Dick lifted his bow, but Hugh knocked the arrow aside ere he could loose it.
“To those who talk of death, death often draws near,” replied Clavering, crossing himself, “though I find the place well enough, seeing the hour and season.”
“Do you—do you, Sir John? Look at that sky; look at the river beneath which has turned to blood. Hark to the howl of the wind in the reeds and the cry of the birds we cannot see. Ay, and look at our shadows on the snow. Mine lies flat by a great hole, and yours rising against yonder bank is that of a hooded man with hollow eyes—Death himself as I should limn him! There, it is gone! What a fool am I, or how strong is that wine of yours! Shall we be going also?”

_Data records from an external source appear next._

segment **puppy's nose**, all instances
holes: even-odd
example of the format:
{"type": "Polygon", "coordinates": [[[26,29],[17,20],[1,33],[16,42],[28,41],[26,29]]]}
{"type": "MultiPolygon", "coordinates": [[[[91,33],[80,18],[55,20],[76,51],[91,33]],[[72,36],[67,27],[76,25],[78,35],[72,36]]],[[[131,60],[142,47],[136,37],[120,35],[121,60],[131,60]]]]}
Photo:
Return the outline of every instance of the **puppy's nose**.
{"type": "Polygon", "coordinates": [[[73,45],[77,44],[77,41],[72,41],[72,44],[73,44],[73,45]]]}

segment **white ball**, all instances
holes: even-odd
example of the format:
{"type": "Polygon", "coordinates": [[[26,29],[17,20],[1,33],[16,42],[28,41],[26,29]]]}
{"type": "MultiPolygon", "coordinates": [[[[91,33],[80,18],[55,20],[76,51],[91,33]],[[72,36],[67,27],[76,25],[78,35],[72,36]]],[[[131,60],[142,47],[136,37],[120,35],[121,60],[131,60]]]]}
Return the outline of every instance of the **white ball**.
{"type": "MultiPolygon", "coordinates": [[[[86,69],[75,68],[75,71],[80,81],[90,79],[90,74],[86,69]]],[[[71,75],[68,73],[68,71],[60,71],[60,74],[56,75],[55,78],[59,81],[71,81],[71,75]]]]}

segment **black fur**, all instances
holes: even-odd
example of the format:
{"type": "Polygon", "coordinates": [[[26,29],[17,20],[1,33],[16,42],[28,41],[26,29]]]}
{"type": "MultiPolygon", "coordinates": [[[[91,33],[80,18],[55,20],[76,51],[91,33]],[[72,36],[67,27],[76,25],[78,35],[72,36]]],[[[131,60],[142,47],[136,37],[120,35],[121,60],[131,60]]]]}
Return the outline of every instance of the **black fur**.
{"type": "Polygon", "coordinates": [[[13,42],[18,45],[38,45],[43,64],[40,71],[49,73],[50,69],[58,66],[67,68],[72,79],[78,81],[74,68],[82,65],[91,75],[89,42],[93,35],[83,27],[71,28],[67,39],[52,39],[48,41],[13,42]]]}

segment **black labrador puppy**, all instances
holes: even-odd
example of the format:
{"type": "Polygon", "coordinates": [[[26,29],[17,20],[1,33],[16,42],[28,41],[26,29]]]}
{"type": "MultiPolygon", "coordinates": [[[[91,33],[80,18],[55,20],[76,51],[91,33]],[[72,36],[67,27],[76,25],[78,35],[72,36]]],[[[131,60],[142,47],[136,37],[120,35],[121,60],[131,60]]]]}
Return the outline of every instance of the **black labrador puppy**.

“Nay, here comes my son with tidings. Well, Jack, have you found your sister?” he added, addressing a dark and somewhat saturnine young man who now rode up to them from over the crest of the hollow.
“No, sir, though we have beat the marsh through and through, so that scarce an otter could have escaped us. And yet she’s here, for Thomas of Kessland caught sight of her red cloak among the reeds, and what’s more, Hugh de Cressi is with her, and Grey Dick too, for both were seen.”
“I am glad there’s a third,” said Sir John drily, “though God save me from his arrows! This Grey Dick,” he added to the Count, “is a wild, homeless half-wit whom they call Hugh de Cressi’s shadow, but the finest archer in Suffolk, with Norfolk thrown in; one who can put a shaft through every button on your doublet at fifty spaces—ay, and bring down wild geese on the wing twice out of four times, for I have seen him do it with that black bow of his.”